A Tiny Bit of Insight into this Navy Scandal

Thirty years ago, right about … nnnnow … I was graduating from Officer Indoctrination School in Newport, RI, and would shortly report for duty in Orlando, FL on the USS Disney World as a Nuclear Power Instructor, where I would serve for a little over 4 and a half years.

So this got my attention: AP NewsBreak: Navy Kicks out 34 for Nuke Cheating

At least 34 sailors are being kicked out of the Navy for their roles in a cheating ring that operated undetected for at least seven years at a nuclear power training site, and 10 others are under criminal investigation, the admiral in charge of the Navy’s nuclear reactors program told The Associated Press.

The number of accused and the duration of cheating are greater than was known when the Navy announced in February that it had discovered cheating on qualification exams by an estimated 20 to 30 sailors seeking to be certified as instructors at the nuclear training unit at Charleston, South Carolina.


A lot of things have undoubtedly changed in the 25 years since I separated from active duty — Nuke School moved from Orlando, FL to South Carolina, and they combined it with the hands-on Nuclear Power Training Unit (NPTU) training taking place on moored submarines (originally done at prototype sites, and two of those units still operate) and the Nuclear Field “A” school for the enlisted, which was just getting started when I was teaching.

The report says this was confined to a single unit and the test was called “engineering watch supervisor” which leads me to believe this happened with the NPTU training portion of the school, which happens at the end of the sequence.

There is mention of there being five tests, given in a predictable rotation.
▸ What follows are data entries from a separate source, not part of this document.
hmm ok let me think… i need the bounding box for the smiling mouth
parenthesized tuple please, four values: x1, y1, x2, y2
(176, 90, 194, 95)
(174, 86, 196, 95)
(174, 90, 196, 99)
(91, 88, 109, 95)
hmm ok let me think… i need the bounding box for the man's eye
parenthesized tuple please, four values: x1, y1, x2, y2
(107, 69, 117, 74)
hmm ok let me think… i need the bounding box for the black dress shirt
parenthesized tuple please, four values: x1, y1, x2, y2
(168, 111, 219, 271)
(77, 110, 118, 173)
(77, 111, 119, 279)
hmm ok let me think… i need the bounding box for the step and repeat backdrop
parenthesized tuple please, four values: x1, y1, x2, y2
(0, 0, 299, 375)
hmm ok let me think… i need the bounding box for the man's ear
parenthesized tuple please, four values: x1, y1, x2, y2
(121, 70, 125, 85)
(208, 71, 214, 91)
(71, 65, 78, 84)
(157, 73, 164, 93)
The classroom and prototype training were each about six months (IIRC it was 24 weeks), and that probably hasn’t changed much. Each new class arrived at seven week intervals (except if the start were at the end of December, when classes were not held), which means that there were at most four classes in session at a time. The rationale behind five exam templates was that no active student could give useful information to a shipmate in a subsequent class in terms of test questions and answers, since they would not be taking the same test, and because all test were returned after review — they were never out of an instructor’s control. If the students wanted to come up with a master file, it would be by memorizing question and answers, and then passing the information along, with no benefit to the first five sets of students who did this. Not impossible but also not considered a big risk.
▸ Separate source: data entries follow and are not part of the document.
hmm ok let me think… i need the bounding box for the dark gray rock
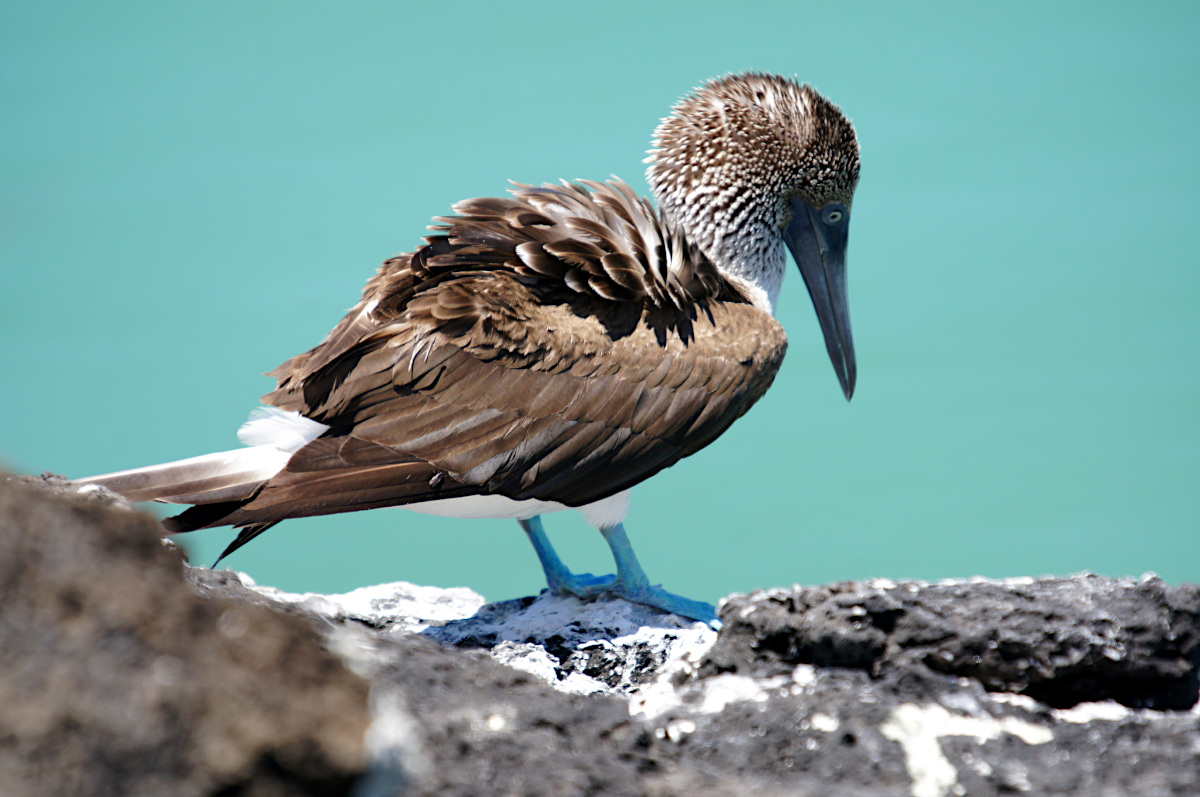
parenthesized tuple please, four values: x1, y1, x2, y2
(0, 475, 371, 797)
(642, 582, 1200, 796)
(4, 474, 1198, 796)
(221, 569, 1200, 796)
(702, 578, 1200, 709)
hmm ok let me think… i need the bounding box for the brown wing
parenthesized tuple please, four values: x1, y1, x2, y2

Coming up with a completely (or largely) new exam was not really an option, because you want some degree of uniformity of the difficulty of the tests. So you would recycle the tests with maybe a few changes, and that allowed you to compile statistics on test questions. If a particular class did exceptionally bad or good on an exam, you could have some confidence that it was not because the test was too hard/easy. You could replace questions with others in the exam bank and know it shouldn’t wreck the projected score because you had these stats, and brand-new questions were limited to minimize any effect they might have if they proved to be significantly easier or harder than projected. I don’t really find fault with that — potential staff cheating wasn’t the focus. The staff are/were supposed to have more integrity than the students.

Back in the day, of course, none of this was computerized. We barely had word processor technology, and no exam material could go into any digital format (exam writing was literally cut, copy, and paste. As in cut out a question from one sheet and paste it in place on the new exam master, and run it through the copy machine (sometimes twice, so you could white-out any extraneous lines from the cut). So there’s some inertia here in the rules, from the days when greater changes to the exams were just too laborious to carry out.

The blurb about the reactors being operated safely was valid. The sailors were already qualified to do that — this was for teaching certification, not operator certification, which is one reason why this is puzzling. The information should have been material they knew. In my qualification there were oral exams as well and I imagine that’s true for this part of the program, so any knowledge deficiencies could have been uncovered.

While my nominal tour of duty was four years (I extended it to better mesh with the start of graduate school and because I was in a not-yet-known-to-be-doomed relationship) these sailors likely had shorter tours, so if this has been going on since 2007, the cheating franchise has changed hands a few times. It’s not clear if all 34 are currently instructors, or if (as I suspect, now that I think about it) this is going to include sailors much closer to their retirement.

There’s an unfortunate habit of thinking that integrity is not ratting out your friends, so it’s quite possible that some sailors are getting away with cheating because their shipmates won’t turn them in. The navy integrity and ethics I am used to always had, somewhere in the foundation, the idea that cutting corners was bad because lives were at risk. If these were indeed sailors at the latter part of the training, then they had been to sea, where your life depends on your shipmates not shirking their duty (this is not hyperbole; mistakes made 400 feet below the surface do not have a margin of error you have when you can open a door and run outside), and why such things are not tolerated. That makes this all the more shocking, and it’s also refreshing to see it being made public rather than some attempted half-assed coverup. (Though a more cynical me might speculate that there is a coverup of a larger problem and these are scapegoats, but despite this scandal I’m not feeling that cynical at the moment) This serves as a warning for anyone tempted in the future that it’s not worth it.